Money is to Bank while Share is to Depository
A Depository is an organization like a Central Bank where the securities of an investor are held in electronic form, through Depository participants.
There are two depositories in India – National Securities Depository Ltd (NSDL) and Central Securities Depository Ltd (CDSL).
Who is Depository participants?
A Depository Participant (NSDL & CDSL) a medium through which the shares are held in the electronic form. They are acting as a link between the investor and the company through the Depository.
Let’s understand how depository system works?
The Depository system functions largely like the banking system.

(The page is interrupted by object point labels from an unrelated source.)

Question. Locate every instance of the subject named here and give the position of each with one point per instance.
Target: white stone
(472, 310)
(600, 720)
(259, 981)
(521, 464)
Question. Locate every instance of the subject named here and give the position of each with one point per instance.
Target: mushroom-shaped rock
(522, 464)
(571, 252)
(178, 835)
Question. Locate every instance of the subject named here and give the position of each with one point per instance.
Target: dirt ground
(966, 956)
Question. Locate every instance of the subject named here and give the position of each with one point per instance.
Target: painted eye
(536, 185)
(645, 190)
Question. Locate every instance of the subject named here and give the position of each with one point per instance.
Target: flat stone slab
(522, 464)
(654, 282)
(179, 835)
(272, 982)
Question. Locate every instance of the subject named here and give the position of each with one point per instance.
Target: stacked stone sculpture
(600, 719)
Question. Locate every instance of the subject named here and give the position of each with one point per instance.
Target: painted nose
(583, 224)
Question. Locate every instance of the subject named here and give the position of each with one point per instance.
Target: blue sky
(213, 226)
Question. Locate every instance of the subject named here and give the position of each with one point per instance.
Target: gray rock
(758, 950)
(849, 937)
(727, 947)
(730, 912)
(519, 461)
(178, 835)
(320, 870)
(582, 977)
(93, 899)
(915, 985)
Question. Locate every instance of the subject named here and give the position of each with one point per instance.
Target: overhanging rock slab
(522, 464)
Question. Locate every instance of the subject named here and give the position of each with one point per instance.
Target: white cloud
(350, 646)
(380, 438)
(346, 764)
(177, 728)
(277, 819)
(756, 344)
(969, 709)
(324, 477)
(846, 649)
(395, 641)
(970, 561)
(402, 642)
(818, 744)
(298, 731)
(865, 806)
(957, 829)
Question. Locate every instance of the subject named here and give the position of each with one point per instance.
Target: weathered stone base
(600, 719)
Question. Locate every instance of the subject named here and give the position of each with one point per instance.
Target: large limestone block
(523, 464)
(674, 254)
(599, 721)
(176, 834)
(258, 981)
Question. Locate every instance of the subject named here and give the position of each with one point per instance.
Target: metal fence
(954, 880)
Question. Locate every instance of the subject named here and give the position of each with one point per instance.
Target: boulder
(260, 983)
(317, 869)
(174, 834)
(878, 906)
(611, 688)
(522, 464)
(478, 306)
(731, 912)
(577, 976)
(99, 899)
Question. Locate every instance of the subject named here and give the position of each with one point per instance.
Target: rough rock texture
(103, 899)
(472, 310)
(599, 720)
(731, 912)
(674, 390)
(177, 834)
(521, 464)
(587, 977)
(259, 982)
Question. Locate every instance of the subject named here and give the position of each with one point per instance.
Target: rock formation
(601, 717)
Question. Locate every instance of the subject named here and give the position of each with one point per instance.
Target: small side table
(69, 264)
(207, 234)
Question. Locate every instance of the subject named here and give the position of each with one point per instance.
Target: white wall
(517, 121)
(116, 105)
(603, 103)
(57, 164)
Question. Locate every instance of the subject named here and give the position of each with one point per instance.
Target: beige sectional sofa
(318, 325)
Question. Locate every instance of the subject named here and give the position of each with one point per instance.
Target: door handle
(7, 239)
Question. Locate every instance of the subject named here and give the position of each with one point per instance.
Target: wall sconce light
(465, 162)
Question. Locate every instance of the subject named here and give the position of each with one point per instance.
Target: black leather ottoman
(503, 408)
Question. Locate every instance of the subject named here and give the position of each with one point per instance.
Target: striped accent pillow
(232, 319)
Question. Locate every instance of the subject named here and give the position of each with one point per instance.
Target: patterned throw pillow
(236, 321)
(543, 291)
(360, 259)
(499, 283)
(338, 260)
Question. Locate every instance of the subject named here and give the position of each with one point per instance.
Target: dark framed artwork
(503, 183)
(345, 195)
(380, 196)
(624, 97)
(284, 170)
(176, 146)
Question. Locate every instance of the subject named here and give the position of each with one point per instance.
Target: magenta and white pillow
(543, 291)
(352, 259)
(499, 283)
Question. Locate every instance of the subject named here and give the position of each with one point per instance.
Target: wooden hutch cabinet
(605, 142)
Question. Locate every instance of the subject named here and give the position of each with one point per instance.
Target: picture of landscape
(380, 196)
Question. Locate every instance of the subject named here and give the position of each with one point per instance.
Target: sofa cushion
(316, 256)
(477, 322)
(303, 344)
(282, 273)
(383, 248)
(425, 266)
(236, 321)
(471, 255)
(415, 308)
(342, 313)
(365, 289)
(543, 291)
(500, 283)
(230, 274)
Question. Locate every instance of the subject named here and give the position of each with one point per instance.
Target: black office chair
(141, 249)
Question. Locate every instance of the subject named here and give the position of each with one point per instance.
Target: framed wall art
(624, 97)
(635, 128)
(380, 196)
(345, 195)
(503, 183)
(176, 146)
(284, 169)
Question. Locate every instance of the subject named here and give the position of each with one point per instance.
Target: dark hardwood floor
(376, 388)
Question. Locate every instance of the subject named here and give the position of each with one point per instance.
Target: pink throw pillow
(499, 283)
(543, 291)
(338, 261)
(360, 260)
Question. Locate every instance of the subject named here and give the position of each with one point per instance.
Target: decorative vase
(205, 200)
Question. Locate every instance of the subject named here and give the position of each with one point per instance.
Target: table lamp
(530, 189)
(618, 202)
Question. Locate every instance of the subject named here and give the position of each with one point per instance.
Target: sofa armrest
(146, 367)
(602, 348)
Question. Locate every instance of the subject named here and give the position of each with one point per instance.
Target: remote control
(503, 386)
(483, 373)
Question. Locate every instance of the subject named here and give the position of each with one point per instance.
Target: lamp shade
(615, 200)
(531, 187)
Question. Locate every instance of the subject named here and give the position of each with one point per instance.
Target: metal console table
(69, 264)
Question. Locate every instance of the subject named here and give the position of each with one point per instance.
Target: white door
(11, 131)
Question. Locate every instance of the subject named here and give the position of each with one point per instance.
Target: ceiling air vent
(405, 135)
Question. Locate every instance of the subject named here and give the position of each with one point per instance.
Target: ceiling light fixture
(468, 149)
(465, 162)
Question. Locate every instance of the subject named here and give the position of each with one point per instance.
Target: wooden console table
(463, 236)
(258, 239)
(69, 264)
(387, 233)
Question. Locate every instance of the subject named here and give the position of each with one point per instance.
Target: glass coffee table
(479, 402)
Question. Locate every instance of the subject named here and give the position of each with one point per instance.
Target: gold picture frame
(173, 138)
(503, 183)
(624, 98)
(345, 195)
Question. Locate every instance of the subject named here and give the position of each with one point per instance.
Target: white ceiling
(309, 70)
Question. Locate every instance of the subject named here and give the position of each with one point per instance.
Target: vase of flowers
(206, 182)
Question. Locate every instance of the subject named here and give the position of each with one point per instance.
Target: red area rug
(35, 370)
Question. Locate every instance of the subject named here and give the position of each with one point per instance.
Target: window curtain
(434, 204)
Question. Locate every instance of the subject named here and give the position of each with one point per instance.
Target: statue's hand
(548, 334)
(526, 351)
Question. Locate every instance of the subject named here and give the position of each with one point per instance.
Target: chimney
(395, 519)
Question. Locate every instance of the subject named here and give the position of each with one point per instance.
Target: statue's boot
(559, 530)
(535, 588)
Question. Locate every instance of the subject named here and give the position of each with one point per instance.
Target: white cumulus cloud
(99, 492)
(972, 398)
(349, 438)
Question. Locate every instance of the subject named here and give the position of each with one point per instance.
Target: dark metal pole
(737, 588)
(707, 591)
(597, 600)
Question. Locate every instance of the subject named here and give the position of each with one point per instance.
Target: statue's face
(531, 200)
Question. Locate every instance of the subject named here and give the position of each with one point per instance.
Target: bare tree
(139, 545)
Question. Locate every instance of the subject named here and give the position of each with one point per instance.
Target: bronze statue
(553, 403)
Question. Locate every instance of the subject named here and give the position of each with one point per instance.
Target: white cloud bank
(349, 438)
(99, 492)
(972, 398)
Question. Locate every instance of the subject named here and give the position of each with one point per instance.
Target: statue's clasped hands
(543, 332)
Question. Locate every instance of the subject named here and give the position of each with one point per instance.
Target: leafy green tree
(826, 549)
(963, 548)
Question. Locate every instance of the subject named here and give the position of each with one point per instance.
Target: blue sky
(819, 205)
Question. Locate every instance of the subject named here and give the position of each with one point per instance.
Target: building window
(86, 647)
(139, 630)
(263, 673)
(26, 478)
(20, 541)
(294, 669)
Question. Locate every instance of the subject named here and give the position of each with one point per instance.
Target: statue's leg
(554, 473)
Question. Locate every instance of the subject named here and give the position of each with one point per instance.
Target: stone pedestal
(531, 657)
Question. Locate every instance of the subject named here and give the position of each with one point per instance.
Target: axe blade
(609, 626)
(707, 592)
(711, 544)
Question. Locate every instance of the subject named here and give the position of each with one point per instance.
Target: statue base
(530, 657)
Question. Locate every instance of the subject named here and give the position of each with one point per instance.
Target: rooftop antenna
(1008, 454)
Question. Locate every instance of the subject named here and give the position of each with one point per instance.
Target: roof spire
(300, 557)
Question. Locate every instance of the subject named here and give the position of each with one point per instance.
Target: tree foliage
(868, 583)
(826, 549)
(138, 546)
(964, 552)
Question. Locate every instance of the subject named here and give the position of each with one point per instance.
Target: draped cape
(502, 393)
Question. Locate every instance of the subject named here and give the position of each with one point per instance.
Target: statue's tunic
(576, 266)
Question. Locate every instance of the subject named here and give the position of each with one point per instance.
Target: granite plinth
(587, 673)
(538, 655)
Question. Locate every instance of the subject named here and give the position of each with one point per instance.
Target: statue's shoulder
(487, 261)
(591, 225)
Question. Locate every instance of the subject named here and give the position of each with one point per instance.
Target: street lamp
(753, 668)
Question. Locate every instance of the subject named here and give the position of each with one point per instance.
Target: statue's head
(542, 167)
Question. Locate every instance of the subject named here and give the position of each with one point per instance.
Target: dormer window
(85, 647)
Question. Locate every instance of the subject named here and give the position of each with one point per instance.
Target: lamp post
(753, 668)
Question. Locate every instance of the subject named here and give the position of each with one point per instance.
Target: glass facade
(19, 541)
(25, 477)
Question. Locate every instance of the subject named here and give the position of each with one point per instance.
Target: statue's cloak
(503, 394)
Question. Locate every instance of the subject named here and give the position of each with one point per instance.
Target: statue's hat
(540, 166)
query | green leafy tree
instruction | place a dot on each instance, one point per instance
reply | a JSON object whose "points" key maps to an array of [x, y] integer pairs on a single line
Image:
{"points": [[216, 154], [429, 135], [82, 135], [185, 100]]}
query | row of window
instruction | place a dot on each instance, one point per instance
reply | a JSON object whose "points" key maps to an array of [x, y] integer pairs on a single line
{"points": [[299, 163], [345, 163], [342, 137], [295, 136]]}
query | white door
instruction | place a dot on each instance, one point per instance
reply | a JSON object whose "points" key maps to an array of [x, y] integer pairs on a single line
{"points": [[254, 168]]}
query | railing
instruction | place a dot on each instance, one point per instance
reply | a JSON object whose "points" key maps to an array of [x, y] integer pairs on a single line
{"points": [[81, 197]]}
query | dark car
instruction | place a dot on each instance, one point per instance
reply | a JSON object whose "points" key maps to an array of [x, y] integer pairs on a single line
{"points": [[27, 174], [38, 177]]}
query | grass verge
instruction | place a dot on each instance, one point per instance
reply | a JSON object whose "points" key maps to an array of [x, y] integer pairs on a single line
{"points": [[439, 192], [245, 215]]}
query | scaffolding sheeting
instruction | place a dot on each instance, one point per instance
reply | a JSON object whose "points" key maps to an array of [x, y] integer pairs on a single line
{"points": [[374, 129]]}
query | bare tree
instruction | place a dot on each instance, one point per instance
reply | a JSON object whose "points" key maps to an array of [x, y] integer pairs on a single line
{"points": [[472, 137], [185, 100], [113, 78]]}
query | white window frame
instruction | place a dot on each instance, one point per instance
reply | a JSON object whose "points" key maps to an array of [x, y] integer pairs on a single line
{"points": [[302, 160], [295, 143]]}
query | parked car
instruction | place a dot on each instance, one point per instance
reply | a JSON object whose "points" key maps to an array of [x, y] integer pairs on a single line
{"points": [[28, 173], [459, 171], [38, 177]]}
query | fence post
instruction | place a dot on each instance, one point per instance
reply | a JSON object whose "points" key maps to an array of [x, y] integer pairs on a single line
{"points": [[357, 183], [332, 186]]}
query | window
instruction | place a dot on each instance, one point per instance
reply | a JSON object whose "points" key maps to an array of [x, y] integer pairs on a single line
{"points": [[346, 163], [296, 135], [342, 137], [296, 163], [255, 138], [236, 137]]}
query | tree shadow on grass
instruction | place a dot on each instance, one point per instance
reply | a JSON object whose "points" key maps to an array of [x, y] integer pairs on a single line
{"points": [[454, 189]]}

Let’s understand in simple way:
- A bank holds funds in accounts whereas; a Depository holds securities / shares in accounts for its clients.
- A bank transfers funds between accounts whereas; a Depository transfers securities between accounts.
- In both systems, the transfer of funds or securities happens without the actual handling of funds or securities.
- Both the banks and the Depository are accountable for safe keeping of funds and securities respectively. The company has to sign an Agreement with NSDL/CDSL (the depositories) and install the necessary hardware/software for operations.
What is the Function of a Depository Participant?
A Depository Participant (DP) acts as trade facilitator. The primary functions of a depository participant are outlined below:
- Facilitate trades and security transfers seamlessly.
- Convert paper shares into demat accounts.
- Keep a record of trade and other equity investment transactions.
- Make new / follow up security issues and offers available to its investors.